Because much like his characters, Pancake was caught between the law and the gospel. Thinking that he had to, but in fact could not do, all the things expected of himself or that he expected might bring him happiness, like a beautiful girlfriend or simply packing up and leaving West Virginia. He was caught between the law he was receiving in spades, and what he actually need—a word of mercy, of forgiveness and love that was not dependent on his class, race or location in life in any way. And yet tragically these characters and Pancake himself, for some reason, don’t hear this word of grace, and they’re left to face the troubles of life on their own.
Be transformed, but don’t take yourself too seriously because the renewal we seek, more often than not, takes place first through repentance, through acknowledging that there is no power inside ourselves to save ourselves.
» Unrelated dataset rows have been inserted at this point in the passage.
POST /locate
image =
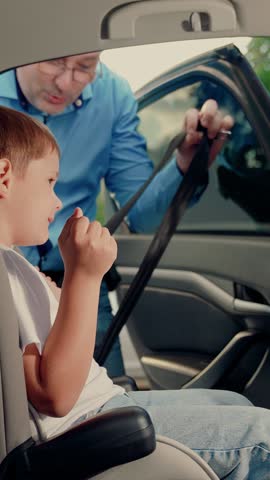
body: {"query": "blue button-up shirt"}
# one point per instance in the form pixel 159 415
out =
pixel 98 139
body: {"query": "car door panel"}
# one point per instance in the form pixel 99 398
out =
pixel 210 293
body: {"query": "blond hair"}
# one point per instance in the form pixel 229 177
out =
pixel 23 139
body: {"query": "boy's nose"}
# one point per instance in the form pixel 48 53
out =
pixel 59 204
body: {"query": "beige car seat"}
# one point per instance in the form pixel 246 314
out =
pixel 98 449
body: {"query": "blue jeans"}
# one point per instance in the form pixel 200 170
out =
pixel 230 434
pixel 114 362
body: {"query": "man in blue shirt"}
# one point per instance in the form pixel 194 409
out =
pixel 93 115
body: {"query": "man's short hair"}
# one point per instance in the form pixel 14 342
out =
pixel 23 139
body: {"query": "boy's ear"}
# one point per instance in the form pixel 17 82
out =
pixel 5 176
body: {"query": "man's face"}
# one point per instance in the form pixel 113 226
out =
pixel 53 93
pixel 33 202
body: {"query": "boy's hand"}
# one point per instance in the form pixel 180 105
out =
pixel 86 246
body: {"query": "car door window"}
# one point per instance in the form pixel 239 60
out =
pixel 237 197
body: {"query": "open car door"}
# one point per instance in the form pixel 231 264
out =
pixel 212 283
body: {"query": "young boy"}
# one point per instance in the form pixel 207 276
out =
pixel 64 383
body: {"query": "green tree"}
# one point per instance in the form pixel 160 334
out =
pixel 258 54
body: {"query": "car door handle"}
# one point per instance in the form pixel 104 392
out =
pixel 250 308
pixel 121 22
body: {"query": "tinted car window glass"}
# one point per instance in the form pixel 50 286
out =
pixel 238 196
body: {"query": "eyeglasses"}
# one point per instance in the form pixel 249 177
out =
pixel 54 68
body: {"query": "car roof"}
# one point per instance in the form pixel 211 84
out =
pixel 35 30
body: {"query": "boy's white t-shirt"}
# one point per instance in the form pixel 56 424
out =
pixel 36 309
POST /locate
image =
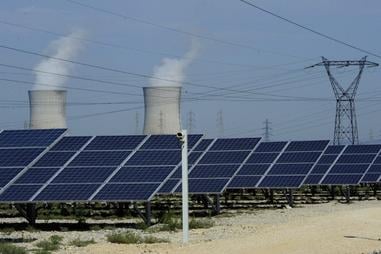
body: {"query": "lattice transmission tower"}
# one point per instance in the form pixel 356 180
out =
pixel 346 130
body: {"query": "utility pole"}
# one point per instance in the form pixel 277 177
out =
pixel 267 134
pixel 220 123
pixel 191 122
pixel 137 125
pixel 346 130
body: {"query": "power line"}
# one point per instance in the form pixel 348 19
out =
pixel 310 29
pixel 176 30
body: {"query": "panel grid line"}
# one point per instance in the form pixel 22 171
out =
pixel 242 164
pixel 118 168
pixel 374 159
pixel 195 164
pixel 51 179
pixel 177 167
pixel 272 165
pixel 31 164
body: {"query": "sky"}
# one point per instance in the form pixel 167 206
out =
pixel 249 66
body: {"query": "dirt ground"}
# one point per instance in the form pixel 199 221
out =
pixel 325 228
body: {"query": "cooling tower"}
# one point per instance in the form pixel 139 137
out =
pixel 47 109
pixel 162 110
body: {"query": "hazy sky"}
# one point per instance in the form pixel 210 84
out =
pixel 265 57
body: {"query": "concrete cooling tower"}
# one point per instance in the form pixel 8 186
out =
pixel 47 109
pixel 162 110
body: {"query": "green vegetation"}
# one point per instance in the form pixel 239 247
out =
pixel 6 248
pixel 81 243
pixel 133 238
pixel 52 244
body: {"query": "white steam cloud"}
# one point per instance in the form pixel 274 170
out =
pixel 65 47
pixel 174 68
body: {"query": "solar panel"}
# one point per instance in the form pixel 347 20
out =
pixel 271 146
pixel 305 146
pixel 115 142
pixel 8 174
pixel 36 175
pixel 71 143
pixel 54 159
pixel 121 192
pixel 19 193
pixel 203 145
pixel 234 144
pixel 19 157
pixel 166 142
pixel 352 165
pixel 100 158
pixel 155 157
pixel 83 175
pixel 206 186
pixel 29 138
pixel 67 192
pixel 225 157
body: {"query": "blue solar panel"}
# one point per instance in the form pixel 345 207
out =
pixel 67 192
pixel 262 157
pixel 281 181
pixel 333 179
pixel 115 142
pixel 356 158
pixel 363 149
pixel 70 143
pixel 213 171
pixel 203 145
pixel 124 192
pixel 320 169
pixel 54 159
pixel 299 157
pixel 253 169
pixel 83 175
pixel 168 186
pixel 334 149
pixel 328 159
pixel 158 142
pixel 37 175
pixel 242 182
pixel 349 169
pixel 370 178
pixel 29 138
pixel 141 174
pixel 152 158
pixel 234 144
pixel 270 147
pixel 203 186
pixel 313 179
pixel 18 157
pixel 100 158
pixel 305 146
pixel 15 193
pixel 290 169
pixel 224 157
pixel 7 174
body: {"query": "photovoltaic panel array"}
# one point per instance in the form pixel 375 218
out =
pixel 102 168
pixel 329 156
pixel 20 148
pixel 293 165
pixel 218 164
pixel 257 165
pixel 351 165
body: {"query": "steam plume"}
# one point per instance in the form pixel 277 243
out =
pixel 64 47
pixel 174 68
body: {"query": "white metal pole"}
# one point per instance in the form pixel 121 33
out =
pixel 184 164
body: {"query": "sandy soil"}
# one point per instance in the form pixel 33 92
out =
pixel 326 228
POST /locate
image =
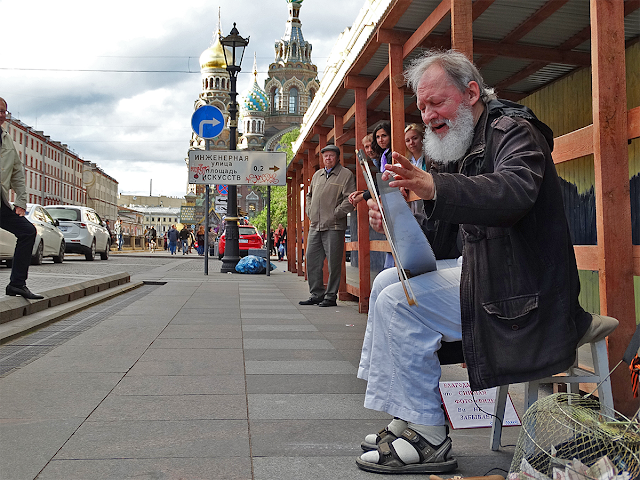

The renewal takes place, or in fact, it HAS TAKEN place, on the Cross—through the broken body and shed blood of Jesus Christ for you and for you and for me. The peace, love and adoration that we are all seeking, the redemption and reconciliation that perhaps has become a more pressing need for you right now, more than you can remember in a long, long time, that mercy has already been made perfectly present through the death and resurrection of Jesus.
The problem of despair, of the need for renewal and the original sin of racism in this country and throughout the world, these are theological problems that only have theological resolutions. And that one resolution is the Cross. Forgiveness for all, and redemption for all.
And so, when we stand together singing “we shall overcome, we shall overcome some day”, the great hymn of the Civil Rights Movement, and the hymn beautifully sung on the Lawn by candle light just a few nights ago, we should do so in great hope and confidence. But as Breece Pancake, and every other broken heart throughout history has shown us, seeking to defeat the demons waring within and without through our own strength and whit and courage, the bitter truth is that WE shall not overcome. But thanks be to God, He, Jesus Christ, shall overcome. In fact, he already has.